Self/Less, un film di fantascienza, un thriller psicologico o un film d’azione?
Il lungometraggio del 2015 ora in streaming sia su Amazon Prime Video che su Netflix incarna tutti tre i generi alla perfezione. È proprio l’esempio di quanto queste nuove piattaforme possano mostrare a più persone dei prodotti buoni mai abbastanza valorizzati dalla critica e magari alzarne la reputazione.
Il regista Tarsem Singh è padre anche del video-clip dei R.E.M premiato nel 1991 Losing my religion, e di quello della canzone del 2020 911 di Lady Gaga, bello quasi più della canzone stessa.
La parola chiave per descrivere il suo stile è di sicuro: fantastico. Sia per i soggetti che sceglie – vedi Biancaneve, Immortarls o la tentata serie The Esmerald – che per come li fa scorrere davanti ai nostri occhi.

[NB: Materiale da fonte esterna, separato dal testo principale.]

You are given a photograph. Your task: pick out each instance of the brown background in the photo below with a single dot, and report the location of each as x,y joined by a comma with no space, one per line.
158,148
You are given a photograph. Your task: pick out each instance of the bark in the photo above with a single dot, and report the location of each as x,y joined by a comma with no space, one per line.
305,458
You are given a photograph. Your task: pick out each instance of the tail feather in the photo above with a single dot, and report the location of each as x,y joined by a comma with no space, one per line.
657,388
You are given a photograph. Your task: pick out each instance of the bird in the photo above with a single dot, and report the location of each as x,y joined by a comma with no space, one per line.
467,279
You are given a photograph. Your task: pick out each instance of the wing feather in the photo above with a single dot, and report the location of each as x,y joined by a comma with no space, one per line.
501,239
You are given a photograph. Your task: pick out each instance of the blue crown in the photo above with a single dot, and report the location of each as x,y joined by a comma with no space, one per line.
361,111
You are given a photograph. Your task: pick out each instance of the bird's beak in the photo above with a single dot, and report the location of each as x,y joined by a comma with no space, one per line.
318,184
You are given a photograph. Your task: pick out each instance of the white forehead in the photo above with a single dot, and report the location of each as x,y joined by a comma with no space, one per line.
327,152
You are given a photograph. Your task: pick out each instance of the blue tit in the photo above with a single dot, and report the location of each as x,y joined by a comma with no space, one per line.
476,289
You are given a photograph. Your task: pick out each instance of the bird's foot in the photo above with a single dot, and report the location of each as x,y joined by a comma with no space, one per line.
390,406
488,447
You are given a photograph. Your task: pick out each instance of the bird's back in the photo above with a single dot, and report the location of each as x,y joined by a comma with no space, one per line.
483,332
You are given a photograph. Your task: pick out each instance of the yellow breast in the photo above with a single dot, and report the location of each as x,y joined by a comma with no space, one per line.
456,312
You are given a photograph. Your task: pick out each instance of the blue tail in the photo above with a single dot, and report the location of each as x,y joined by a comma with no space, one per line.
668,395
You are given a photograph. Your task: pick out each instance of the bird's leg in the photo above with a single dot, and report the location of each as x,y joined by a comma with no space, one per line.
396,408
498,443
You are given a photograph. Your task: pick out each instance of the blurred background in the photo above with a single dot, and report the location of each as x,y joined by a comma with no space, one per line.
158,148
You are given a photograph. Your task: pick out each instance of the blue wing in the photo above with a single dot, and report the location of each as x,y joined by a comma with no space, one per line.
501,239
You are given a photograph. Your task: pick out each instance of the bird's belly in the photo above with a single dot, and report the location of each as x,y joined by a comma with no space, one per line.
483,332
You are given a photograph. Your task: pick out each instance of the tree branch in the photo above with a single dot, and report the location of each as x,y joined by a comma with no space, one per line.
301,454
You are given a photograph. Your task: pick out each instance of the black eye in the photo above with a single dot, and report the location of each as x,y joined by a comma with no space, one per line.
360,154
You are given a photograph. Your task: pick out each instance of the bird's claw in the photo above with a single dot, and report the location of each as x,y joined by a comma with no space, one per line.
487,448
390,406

È arduo al giorno d’oggi fare presa su quel modo dominato da pochi baluardi, uno su tutti Tim Burton e Wes Anderson.
Ben Kingsley – il premio Oscar Gandhi; Schindler’s List; Slevin – Patto criminale; Shutter Island, tra gli altri – fa da apripista nei suoi panni migliori: quelli di un uomo freddo, insensibile e misterioso.

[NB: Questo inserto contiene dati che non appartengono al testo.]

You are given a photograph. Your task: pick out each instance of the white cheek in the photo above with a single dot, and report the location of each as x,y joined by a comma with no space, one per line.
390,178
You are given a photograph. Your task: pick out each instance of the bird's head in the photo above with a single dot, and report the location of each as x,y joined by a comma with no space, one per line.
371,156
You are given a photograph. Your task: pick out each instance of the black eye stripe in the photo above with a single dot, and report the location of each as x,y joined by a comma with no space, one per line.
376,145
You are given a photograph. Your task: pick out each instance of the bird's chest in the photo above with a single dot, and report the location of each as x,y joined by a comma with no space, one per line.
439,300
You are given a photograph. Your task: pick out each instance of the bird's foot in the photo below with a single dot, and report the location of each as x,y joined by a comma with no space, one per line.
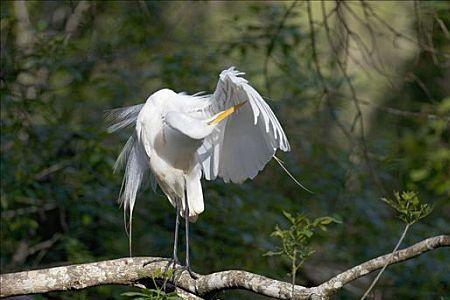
189,270
172,261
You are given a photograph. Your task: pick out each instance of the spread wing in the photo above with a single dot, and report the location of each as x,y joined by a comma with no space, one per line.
244,143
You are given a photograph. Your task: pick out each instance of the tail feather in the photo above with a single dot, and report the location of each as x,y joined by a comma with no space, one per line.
136,167
132,157
119,118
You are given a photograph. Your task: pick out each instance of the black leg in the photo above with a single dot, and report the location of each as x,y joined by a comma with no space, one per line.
186,219
174,261
175,241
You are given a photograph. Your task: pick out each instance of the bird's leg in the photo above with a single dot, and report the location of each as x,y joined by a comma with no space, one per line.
175,241
186,219
174,261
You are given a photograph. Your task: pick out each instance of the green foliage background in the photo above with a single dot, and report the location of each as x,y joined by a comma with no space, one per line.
58,193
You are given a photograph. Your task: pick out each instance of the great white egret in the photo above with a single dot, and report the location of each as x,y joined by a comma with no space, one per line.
231,134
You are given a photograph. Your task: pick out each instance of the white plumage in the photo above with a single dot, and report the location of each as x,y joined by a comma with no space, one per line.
179,137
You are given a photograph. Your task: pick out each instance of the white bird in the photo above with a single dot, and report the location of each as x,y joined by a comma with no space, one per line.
231,134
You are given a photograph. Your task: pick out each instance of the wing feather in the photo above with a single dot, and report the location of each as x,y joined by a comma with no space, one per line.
247,140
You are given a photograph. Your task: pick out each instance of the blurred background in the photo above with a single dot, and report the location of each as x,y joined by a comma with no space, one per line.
361,88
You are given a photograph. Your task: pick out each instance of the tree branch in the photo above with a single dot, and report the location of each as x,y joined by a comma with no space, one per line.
131,271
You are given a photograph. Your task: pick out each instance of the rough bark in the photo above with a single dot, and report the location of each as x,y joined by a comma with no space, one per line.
131,271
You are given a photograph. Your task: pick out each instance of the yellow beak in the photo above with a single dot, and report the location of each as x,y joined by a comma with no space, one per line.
226,113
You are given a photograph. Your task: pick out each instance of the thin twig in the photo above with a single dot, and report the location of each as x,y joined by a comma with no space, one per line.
387,263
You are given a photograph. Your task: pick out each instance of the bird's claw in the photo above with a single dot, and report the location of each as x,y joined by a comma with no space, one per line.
173,261
173,264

Infatti interpreta il classico ricco uomo d’affari e padre pessimo, Damian. Dedito solo alla bella vita che si può permettere con i soldi, anche alla fine della sua vita decide egoisticamente l’elisir della lunga vita.
Kingsley lascia quasi subito la scena a Ryan Reynolds. L’attore, conosciuto soprattutto per i suoi ruoli da supereroe e per la fama da sex-symbol – uomo immagine di Hugo Boss – è Mark. Sposo modello nella vita al fianco di Blake Lively, così anche al fianco di Madaleine (Natalie Martinez) in Self/Less.
Quante persone possono esserci in un corpo solo? Il viaggio post-mortem in Mark, fa spontaneamente capire a Damian quali sono i veri valori della vita, ma senza patetici approfondimenti psicologici dei protagonisti.
Questo rende Self/Less un film molto scorrevole che ha tutti gli elementi per essere guardato in serenità. Non bisogna troppo indagare sulla coerenza della sceneggiatura: la morale è ben chiara.
Gli interpreti riescono nell’intento, gli stereotipi in Self/Less sono affrontati forse anche un po’ troppo alla leggera perché appaiono normalizzati: le dicotomie bello e brutto, vecchio e giovane, ricco e povero. Per non parlare della figura della donna come subordinata all’uomo, soprattutto come oggetto del piacere, bilanciata debolmente dalla due donne protagoniste Maddie e la figlia di Damian, Claire (Michelle Dockery), che sono ad ogni modo strettamente legate alla figura maschile e alla loro visione, sebbene siano mostrate come donne forti e indipendenti.
Infatti anche centrale è la figura della paternità, attorno la quale ruota tutta la trama dall’inizio alla fine.
Siamo sempre alla ricerca della pietra filosofale che ci possa dare l’immortalità, ma da qualche anno questa prospettiva viene messa in discussione in più prodotti cinematografici.
Però Self/Less parla alla pancia di tutti i suoi spettatori: l’ultimo saluto è il sogno recondito di ogni essere umano.